Requiring an upfront investment in specialised hardware (in the case of PoW) or a large number of tokens (in the case of PoS) or other constraints (such as low energy prices, etc.) to participate in the network’s operation is a type of centralisation because most individuals cannot afford it. Others who can, however (particularly wealthy individuals or organisations) wield greater influence on the system’s consensus and profit far more from it than those who cannot.

note

We are well aware of the differences between miners and node operators. But if the most powerful miners for example suppressed transactions from specific people, node operators couldn’t help them and therefore the requirements of neutrality and censorship-resistance would be violated.

This could eventually lead to a type of centralisation akin to what we currently have with the legacy financial institutions.

As a result, being able to participate in the operation of a DLT system using low-cost hardware and without the need to stake tokens would be a big step forwards in terms of decentralisation.

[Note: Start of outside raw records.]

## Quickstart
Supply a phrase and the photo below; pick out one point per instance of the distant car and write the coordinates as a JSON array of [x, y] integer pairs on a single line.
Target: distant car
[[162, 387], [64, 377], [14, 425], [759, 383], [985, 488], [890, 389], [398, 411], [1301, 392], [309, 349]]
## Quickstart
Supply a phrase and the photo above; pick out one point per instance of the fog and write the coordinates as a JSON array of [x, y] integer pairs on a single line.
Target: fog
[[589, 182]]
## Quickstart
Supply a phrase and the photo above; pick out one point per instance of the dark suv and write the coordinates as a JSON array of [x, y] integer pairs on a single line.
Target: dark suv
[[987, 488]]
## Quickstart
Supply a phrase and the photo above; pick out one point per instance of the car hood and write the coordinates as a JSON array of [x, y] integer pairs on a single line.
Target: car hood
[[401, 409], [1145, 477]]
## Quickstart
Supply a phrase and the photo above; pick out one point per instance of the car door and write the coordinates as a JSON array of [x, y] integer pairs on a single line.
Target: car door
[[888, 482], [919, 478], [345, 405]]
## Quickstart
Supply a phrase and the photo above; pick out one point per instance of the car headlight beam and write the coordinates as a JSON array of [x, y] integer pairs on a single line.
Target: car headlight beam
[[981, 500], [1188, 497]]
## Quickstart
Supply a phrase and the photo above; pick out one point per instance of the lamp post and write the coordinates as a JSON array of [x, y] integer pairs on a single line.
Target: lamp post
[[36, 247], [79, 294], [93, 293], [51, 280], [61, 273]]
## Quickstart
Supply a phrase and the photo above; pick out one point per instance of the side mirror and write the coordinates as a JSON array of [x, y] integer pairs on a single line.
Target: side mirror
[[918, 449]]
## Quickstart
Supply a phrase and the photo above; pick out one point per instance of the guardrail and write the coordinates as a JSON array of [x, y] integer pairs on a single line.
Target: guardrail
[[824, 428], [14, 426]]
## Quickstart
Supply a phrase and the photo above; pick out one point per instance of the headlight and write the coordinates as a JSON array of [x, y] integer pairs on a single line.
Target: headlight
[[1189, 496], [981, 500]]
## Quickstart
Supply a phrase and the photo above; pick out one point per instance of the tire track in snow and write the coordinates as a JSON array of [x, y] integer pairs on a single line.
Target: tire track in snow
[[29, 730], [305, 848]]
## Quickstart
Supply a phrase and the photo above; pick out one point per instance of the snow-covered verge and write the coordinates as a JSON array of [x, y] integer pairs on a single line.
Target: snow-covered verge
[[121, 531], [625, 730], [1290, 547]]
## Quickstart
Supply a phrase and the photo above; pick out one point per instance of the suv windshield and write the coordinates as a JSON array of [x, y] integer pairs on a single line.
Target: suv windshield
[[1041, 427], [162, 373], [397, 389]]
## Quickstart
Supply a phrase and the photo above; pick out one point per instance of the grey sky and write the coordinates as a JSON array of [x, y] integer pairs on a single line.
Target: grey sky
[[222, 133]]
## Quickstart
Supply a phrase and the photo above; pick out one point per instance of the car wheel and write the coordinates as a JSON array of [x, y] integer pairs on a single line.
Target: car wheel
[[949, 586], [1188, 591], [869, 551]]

That is exactly what a trust-based system would allow. With relatively little financial commitment, anyone could become an operator in the network. It is even quite likely that the revenue from participation in the network’s operation would outweigh the running costs for the majority of operators. And the more trust an operator (individual, organisation, or business) has, the more they will profit.

This opens up a whole new world, because we can now achieve true decentralisation for the first time. Specifically because (1) there are no miners or validators, (2) there is a strong incentive for individuals to run nodes because they will be rewarded for it (similar to miners and validators), and (3) setting up and running a node will be as simple and affordable as it is for Bitcoin nodes.